Geographic Targeting and Radius Logic

Home builders are hyper-local businesses, and the geographic targeting settings deserve close attention. I check each campaign’s targeted locations, the bid adjustments by area if applicable, and whether the campaign is set to target people in the location versus people interested in the location.

That last distinction matters a lot. A radius campaign targeting new homes searches should almost always be set to physical location only. Otherwise you’ll show ads to people searching new homes in Phoenix from across the country, and your budget evaporates without a realistic lead in sight.

For community-specific campaigns, I verify that the radius or city targeting matches where buyers actually come from-not just where the community is located. Sometimes a community draws from a metro 30 miles away, and the targeting doesn’t reflect that.

Landing Page and Lead Flow Review

An audit doesn’t stop at the ad. I look at where the ads send traffic and whether those pages are set up to convert. A well-structured campaign sending traffic to a generic homepage is a fixable problem-but it’s still a problem.

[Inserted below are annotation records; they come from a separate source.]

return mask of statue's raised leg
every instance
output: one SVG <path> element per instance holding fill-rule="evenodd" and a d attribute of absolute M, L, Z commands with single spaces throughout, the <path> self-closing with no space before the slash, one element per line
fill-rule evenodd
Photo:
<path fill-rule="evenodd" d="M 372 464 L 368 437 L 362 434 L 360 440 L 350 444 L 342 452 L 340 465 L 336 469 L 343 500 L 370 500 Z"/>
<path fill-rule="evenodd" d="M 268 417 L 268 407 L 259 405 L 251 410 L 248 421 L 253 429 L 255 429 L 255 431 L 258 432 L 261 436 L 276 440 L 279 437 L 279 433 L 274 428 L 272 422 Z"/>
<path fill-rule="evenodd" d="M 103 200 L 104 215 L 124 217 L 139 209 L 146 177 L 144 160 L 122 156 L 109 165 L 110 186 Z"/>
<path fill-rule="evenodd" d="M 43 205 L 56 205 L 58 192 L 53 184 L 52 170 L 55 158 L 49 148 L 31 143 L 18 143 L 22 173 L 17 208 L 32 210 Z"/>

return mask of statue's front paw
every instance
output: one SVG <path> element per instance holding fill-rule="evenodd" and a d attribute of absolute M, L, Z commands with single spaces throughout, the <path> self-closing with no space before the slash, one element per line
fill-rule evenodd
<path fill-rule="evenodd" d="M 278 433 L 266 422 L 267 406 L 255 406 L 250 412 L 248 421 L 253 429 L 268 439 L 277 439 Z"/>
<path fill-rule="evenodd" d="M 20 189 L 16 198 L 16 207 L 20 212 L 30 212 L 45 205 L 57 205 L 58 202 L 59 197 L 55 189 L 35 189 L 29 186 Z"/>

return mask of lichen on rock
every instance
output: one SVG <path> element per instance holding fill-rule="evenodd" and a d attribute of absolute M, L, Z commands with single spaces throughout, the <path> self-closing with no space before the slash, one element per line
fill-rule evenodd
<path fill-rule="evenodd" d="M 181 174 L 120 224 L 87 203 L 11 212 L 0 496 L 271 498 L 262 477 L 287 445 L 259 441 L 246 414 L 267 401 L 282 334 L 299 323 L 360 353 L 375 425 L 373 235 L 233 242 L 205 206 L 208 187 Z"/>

For home builders, the ideal setup is campaign-specific landing pages that match the search intent. A community name campaign should land on that community’s page, not the homepage. A location campaign should land on a page specific to that city or region.

I also check the lead form itself: is it short enough to complete, does it work on mobile, and is there a confirmation page that triggers the conversion event correctly? Website design and conversion optimization is its own discipline, but a basic audit should flag obvious gaps.

Frequently Asked Questions

How long does a Google Ads audit take?

A thorough audit typically takes two to four hours for a well-structured account. More campaigns, more complexity, more time. I usually deliver findings in a written summary with prioritized action items.

How often should a home builder audit their Google Ads account?

I’d recommend a full audit at least once a year, and a lighter review every quarter. If you’ve recently changed your bidding strategy, added new communities, or seen a sudden drop in lead volume, that’s a trigger for an immediate review.

Can I audit my own account?

Yes-especially if you know what you’re looking for. The challenge is that it’s easy to skip over things you set up yourself. A fresh set of eyes almost always catches something the account owner missed.

What’s the most common problem you find in home builder accounts?

Conversion tracking issues and campaign bleed-over. Either the account is counting the wrong things as conversions, or campaigns are cannibalizing each other because the keyword targeting overlaps too much between brand, community, and location campaigns.